Deep Learning Classification in Asteroseismology Using an Improved Neural Network: Results on 15000 Kepler Red Giants and Applications to K2 and TESS Data

TL;DR

This paper presents an improved deep learning neural network that accurately classifies the evolutionary states of red giants from asteroseismic spectra, including new classifications for thousands of Kepler stars and robustness to data quality issues.

Contribution

An enhanced convolutional neural network model tailored for classifying red giant evolutionary states, applicable to data from Kepler, K2, TESS, and PLATO missions, with extensive new classifications and robustness.

Findings

Classified 14,983 Kepler red giants, including 4,263 newly classified.

Achieved high accuracy even with low signal-to-noise data.

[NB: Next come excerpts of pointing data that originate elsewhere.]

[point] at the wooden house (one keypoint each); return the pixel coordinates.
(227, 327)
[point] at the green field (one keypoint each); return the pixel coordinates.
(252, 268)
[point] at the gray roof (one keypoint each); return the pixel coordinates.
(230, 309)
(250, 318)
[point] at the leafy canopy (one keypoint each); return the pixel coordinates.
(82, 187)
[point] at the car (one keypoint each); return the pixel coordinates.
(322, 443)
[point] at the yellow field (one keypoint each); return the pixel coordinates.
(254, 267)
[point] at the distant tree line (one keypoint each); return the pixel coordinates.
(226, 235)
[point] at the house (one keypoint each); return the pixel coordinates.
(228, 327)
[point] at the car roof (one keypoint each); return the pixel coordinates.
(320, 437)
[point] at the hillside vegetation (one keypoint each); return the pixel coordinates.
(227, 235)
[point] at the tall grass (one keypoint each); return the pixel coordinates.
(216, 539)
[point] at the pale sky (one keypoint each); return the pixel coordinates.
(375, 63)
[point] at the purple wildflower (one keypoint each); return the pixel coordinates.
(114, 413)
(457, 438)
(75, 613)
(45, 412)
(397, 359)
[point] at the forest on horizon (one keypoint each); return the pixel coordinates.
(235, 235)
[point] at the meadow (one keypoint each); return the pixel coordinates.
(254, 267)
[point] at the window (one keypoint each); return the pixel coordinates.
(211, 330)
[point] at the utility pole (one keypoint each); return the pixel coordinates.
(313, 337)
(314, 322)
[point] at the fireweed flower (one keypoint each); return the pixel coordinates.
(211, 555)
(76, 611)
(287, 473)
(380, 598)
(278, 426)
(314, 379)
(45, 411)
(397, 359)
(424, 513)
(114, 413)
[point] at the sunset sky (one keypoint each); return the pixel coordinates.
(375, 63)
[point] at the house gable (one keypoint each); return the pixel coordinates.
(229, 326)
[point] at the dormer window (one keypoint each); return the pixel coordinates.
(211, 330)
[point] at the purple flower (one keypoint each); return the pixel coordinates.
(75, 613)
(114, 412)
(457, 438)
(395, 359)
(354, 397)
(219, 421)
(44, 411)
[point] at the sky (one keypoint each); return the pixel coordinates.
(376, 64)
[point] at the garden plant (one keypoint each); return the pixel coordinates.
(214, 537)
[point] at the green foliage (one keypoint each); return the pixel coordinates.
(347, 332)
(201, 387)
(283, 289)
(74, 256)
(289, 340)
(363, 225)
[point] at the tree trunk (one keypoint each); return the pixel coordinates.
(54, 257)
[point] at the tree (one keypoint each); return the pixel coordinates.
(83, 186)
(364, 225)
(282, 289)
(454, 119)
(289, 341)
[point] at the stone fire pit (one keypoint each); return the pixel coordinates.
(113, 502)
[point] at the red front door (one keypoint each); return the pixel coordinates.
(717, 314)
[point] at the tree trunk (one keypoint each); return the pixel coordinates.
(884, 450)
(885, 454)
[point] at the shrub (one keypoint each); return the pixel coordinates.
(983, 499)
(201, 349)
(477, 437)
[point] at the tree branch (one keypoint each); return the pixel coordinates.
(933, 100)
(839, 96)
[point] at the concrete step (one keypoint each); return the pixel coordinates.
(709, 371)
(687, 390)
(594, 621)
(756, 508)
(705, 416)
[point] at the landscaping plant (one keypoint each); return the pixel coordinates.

Demonstrated robustness to incorrect labels and suboptimal data quality.

Abstract

Deep learning in the form of 1D convolutional neural networks have previously been shown to be capable of efficiently classifying the evolutionary state of oscillating red giants into red giant branch stars and helium-core burning stars by recognizing visual features in their asteroseismic frequency spectra. We elaborate further on the deep learning method by developing an improved convolutional neural network classifier. To make our method useful for current and future space missions such as K2, TESS and PLATO, we train classifiers that are able to classify the evolutionary states of lower frequency resolution spectra expected from these missions. Additionally, we provide new classifications for 8633 Kepler red giants, out of which 426 have previously not been classified using asteroseismology. This brings the total to 14983 Kepler red giants classified with our new neural network. We also verify that our classifiers are remarkably robust to suboptimal data, including low signal-to-noise and incorrect training truth labels.